Video games are popular because they supply near-constant feedback for actions.  Kill the enemy monster, get experience points.  Life isn’t a video game.  There are often huge gaps where there is little reward for hard work.  The longer and more difficult a project, the larger these vacuums can be.  Motivation is important, but it’s also important to be able to persist through those seemingly infinite valleys.

  • jon

    along the same lines, i would suggest the dip by seth godin. it’s a really short book about knowing when to quit and when to stick. highly recommended.

  • Ketan Patel

    This is a great article and it really spoke to me because I am trying to lose weight and start launch a business and sometimes I really feel like packing it all in and just getting a regular job but then I remember my hate of the rat race and I get a little inspired again.

    That last parapgraph is excellent and I’m going to add it to my list of quotes.

  • JayCruz

    I really needed to read this. I always thought that all you needed was motivation, but persisting forever is the key.

  • david

    Thanks for the good post, Scott!

    To me, persistence is somehow about doing whatever you’re doing for the sake of just doing it, not for some expected end result – to run because you like the feeling of running and the motion of your body, to design a website because you like creating something, to write because you want to express yourself, to study because you love to learn.

    I think you wrote a couple of posts on something like this a while back, about the old Greek concept Arete. While I think it’s possible – well, at least it is in theory – to have unlimited persistence without enjoying the journey, I think in practice Arete and persistence goes hand in hand.

  • Scott Young


    Thanks for bringing up this point. Unlimited persistence shouldn’t mean you never quit. But it should mean that you have the ability to quit for the right reasons. In my opinion, valid reasons for quitting are:

    * You’ve changed. (you no longer want the goal/enjoy the process)
    * The pursuit has changed.
    * You were mistaken about the pursuit or yourself. (i.e. the pursuit/you didn’t change, but new information changed your perspective)

    These are pretty vague, but I do believe there are valid reasons. What shouldn’t be a valid reason is quitting because feedback is currently lacking. That was the emphasis for this post.


  • Cal


    I really enjoyed this article. I think you’ve hit on a great framework here for thinking about the issues of high-value achievement.

    Here’s a thought. Does it make sense to integrate some notion of lack of other activities into the persistence calculation. That is, perhaps you imagine you have 1 – 2 slots for following high-value achievements. When making the persistence calculation you are not only asking how much time you want to devote to that pursuit, but, also, how much time you are willing to occupy one of your limited high value slots. I’m wondering if for some things, people might be happy to keep working on it for years, but perhaps not the expense of other big things that are even more exciting?

  • Scott Young


    Admittedly, it’s a rough measurement. A degree of focus would also be a good idea. Absolute persistence with no focus isn’t really a commitment.


  • Fey

    Great article~

  • Jenn

    Interesting thoughts. I must admit that I have spent the years to learn the answer to “…to know your persistence level is to work on a project and see when you give up.” My degree of persistence in a working project is 2.5 years. I’ve run my own businesses, and worked in a variety of industries and can say without qualm that after 2 years I’m pretty much bored to tears with that activity. Another half a year to find my new direction, and then I lose my persistence ability for that work and move on to something new.
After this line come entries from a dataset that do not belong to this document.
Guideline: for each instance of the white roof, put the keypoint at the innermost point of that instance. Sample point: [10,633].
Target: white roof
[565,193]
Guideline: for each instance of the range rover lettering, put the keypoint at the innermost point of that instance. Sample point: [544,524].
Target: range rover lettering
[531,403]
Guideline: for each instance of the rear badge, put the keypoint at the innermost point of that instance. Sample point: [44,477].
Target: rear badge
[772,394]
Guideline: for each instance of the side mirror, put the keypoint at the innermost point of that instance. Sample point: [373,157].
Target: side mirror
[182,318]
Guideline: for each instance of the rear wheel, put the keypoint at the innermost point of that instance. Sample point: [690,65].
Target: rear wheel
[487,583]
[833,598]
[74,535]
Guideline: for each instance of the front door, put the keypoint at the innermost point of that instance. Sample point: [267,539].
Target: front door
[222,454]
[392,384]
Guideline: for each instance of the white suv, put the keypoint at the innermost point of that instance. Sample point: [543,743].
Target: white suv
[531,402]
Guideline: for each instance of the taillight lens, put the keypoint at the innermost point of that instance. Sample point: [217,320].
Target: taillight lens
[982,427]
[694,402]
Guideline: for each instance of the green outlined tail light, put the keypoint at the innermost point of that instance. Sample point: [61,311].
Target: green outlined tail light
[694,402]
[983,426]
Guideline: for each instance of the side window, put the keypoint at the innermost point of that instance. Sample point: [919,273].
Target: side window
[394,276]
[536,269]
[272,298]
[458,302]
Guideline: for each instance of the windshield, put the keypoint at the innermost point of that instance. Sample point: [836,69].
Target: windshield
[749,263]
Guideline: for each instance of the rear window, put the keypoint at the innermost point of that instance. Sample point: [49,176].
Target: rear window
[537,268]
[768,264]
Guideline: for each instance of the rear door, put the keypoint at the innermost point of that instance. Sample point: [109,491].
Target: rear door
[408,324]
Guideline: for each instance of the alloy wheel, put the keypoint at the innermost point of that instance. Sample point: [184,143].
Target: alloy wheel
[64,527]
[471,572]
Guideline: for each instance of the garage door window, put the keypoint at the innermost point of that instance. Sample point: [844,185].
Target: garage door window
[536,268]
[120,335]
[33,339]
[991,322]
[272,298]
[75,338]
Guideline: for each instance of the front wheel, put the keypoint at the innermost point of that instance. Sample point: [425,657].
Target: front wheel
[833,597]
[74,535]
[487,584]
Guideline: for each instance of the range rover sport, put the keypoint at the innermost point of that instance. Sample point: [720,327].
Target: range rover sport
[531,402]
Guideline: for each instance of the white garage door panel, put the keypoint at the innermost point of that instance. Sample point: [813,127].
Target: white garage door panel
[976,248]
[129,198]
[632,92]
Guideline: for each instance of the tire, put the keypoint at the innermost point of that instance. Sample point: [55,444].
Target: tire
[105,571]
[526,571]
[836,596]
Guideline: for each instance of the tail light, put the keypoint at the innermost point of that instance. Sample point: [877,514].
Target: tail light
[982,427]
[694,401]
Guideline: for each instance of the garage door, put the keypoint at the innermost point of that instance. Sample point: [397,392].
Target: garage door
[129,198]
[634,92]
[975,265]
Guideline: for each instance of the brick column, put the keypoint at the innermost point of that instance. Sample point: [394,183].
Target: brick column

    However, if you ask me as a thought exercise to commit to how long I would persist with a goal (eating healthy, exercising daily, calling Mom once a week, etc) I would give you a much lower estimate. I think my persistence (and perhaps yours too!) in a work capacity is different than in a personal capacity. I will, for example, only exercise daily for 3 months before I give up if there is no positive feedback from the effort.

    Interesting in theory, but I think in practice it may be a different set of numbers that shows up for people.